Telecom Lead Asia: In South Korea, the United States, and Japan, the number of LTE subscribers have surpassed that of WiMAX subscribers in Q4 2011, Q1 2012, and Q2 2012, respectively.
“Japan, South Korea, and the United States used to have strong mobile WiMAX proponents, so while the momentum and future of WiMAX and LTE are clear, it is somewhat surprising to see how long the subscriber crossover has actually taken,” said ABI Research director Phil Solis.
ABI Research forecasts that in mid-2014, subscribers to TDD- LTE will surpass WiMAX subscribers at which point WiMAX subscribers will begin their permanent, slow decline.
TD-LTE subscriber growth is slow with only a handful of smaller mobile operators currently servicing active subscribers. This will accelerate towards the end of 2013 and into 2014 when larger mobile operators with TDD spectrum start adding LTE subscribers – especially China Mobile.
In India, operators such as Bharti Airtel, Reliance Industries-owned Infotel Broadband, Aircel and Tikona are looking at utilizing TD-LTE technology for launching their mobile broadband services in the country.
LTE handsets are the primary LTE device for the foreseeable future capturing 77 percent of the LTE device market in 2011. This percentage is dipping a bit in 2012 as LTE external modems and media tablets with embedded LTE modules pick up, but LTE handsets will surpass 80 percent of device shipments during 2016.

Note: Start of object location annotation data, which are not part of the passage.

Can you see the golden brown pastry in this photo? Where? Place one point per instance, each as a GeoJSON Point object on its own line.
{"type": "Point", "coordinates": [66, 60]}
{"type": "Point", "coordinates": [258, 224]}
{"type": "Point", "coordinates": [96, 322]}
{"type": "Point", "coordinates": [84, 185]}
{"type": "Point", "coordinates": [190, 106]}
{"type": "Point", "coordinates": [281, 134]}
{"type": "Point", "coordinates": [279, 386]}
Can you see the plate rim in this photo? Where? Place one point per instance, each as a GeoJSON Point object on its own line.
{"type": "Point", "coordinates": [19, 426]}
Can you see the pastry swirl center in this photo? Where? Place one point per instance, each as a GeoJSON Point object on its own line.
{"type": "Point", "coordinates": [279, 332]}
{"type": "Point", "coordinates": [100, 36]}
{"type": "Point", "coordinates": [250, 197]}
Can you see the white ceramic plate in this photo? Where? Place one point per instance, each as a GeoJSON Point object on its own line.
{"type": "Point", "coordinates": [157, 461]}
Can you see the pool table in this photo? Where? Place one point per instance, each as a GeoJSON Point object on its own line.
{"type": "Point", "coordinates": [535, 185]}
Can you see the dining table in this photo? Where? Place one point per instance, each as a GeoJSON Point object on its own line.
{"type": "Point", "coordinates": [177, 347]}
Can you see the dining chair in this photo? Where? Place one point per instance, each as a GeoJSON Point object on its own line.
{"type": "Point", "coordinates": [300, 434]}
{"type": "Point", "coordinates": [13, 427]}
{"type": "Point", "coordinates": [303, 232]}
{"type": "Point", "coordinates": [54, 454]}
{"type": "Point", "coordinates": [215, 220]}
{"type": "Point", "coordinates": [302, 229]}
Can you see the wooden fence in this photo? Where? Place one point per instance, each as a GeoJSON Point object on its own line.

According to ABI Research, a few factors are holding back a potential explosion of non-handset LTE devices, but these are starting to get resolved and most of these factors will deteriorate over the next few years.
“The relatively new data share plans leave room for improvement and represent one diminishing factor holding back the wider LTE device market. Another is related to new and unique LTE chipset solutions coming to market over the next few years. However, one of the factors that will remain is the complexity and cost around mobile technology royalties and litigation,” Solis added.